In preparation of providing an environment that is culturally responsive toward the family:

1.          I would find out about the families culture, background, their history and experiences of different groups from their country. This would help me to better understand the family and their culture.

 

2.          I would also assess my classroom and arrange it so that there are multiple diverse materials and visuals that connect with the child. Some of the materials would be toys, posters, games, dramatic play props, and multicultural books.

 

3.          It would also be important that I meet with the parents so that we can discuss their goals for their child and child’s interest. Meeting one on one with the parents would allow me another opportunity to learn more about them and the needs of their child.

 

4.          I would also develop and provide multiple instructional approaches that will help accommodate the students learning style.

 

 

5.          I also feel that it would be important that I integrate the family’s home language with the English language through song, stories, and classroom labeling.

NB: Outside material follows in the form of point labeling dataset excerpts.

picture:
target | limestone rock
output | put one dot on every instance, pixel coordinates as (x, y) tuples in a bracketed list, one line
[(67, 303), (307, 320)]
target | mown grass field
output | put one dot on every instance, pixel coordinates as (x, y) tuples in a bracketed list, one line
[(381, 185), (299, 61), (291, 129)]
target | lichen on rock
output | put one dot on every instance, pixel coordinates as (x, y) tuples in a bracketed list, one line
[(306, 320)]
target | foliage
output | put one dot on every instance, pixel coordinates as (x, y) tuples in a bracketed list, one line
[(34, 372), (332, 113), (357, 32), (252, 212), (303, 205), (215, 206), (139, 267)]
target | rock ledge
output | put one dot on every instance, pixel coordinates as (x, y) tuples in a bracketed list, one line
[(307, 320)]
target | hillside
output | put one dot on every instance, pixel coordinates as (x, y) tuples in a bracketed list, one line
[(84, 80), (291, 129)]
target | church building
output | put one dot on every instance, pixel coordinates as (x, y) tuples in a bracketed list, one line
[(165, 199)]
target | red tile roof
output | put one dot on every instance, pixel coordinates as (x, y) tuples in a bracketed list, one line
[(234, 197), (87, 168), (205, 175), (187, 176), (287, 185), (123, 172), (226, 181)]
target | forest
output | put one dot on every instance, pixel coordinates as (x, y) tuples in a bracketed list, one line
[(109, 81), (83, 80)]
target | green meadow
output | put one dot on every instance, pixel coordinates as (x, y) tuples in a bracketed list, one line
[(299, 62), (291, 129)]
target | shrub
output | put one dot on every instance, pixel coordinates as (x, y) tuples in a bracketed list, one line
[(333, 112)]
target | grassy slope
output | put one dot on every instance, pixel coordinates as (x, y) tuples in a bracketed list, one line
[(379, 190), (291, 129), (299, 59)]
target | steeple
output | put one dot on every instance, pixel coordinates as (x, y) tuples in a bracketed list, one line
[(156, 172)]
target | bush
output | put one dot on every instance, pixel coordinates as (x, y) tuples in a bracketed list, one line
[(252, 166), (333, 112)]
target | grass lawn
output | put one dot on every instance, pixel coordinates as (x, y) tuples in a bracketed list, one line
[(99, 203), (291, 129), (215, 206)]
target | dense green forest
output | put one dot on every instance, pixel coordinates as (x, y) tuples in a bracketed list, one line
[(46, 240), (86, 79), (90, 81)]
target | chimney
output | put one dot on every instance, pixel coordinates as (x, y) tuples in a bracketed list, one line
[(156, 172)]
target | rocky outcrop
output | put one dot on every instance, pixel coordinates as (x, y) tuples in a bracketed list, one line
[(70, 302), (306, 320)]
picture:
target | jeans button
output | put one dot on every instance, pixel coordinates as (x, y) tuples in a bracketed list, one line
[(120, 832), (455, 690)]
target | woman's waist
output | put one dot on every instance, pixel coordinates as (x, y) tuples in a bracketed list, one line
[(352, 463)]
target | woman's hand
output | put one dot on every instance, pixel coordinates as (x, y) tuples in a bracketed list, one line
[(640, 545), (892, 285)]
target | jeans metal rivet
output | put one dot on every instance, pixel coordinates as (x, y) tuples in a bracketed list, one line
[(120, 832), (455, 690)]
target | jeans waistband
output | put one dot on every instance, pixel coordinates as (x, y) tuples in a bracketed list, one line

This will allow the child to feel more comfortable with the classroom setting.

 

Through these preparations I hope to provide a quality school experience that sets a strong foundation of good health, growth and success in education for the family’s child as well as other children within the classroom environment. 

Saturday, October 13, 2012

The Personal Side of Bias, Prejudice, and Oppression


             
 
 
            This story captivated me at such a young age. It depicts what so many young girls experience when they think of the image of beauty and what is pure. As a young girl I used this story as an inspiration of self-worth unlike the story which provides an example of self-oppression due to racal and skin complex.

            The memory that I have of an incident of oppression that has always stuck with me is actually from a book that I read in seventh grade.  The story the, Bluest Eye written by  Toni Morrison is a 1970’s novel about a young girl named Pecola who has an inferiority complex due to her skin and eye appearance.   The book focuses on racism, incest and child molestation. In the story the main character, Pecola is constantly told that she is ugly and has been instilled with the idea that whiteness is beautiful. In the book whiteness stands for beauty. Due to this Pecola who is of darker skin connects beauty with love and believes that if she had blue eyes all of the wrong in her life would go away and be replaced with love and affection. For Pecola she wishes is she had blue eyes she could see the world in a more beautiful positive light. The overall story compares blackness and whiteness as well as describes the negative impact that white cultural domination has on culture identity.

My description doesn’t really give the novel the justice that it deserves. I recommend that others read the story to get the full scope of what inspired me at such a young age.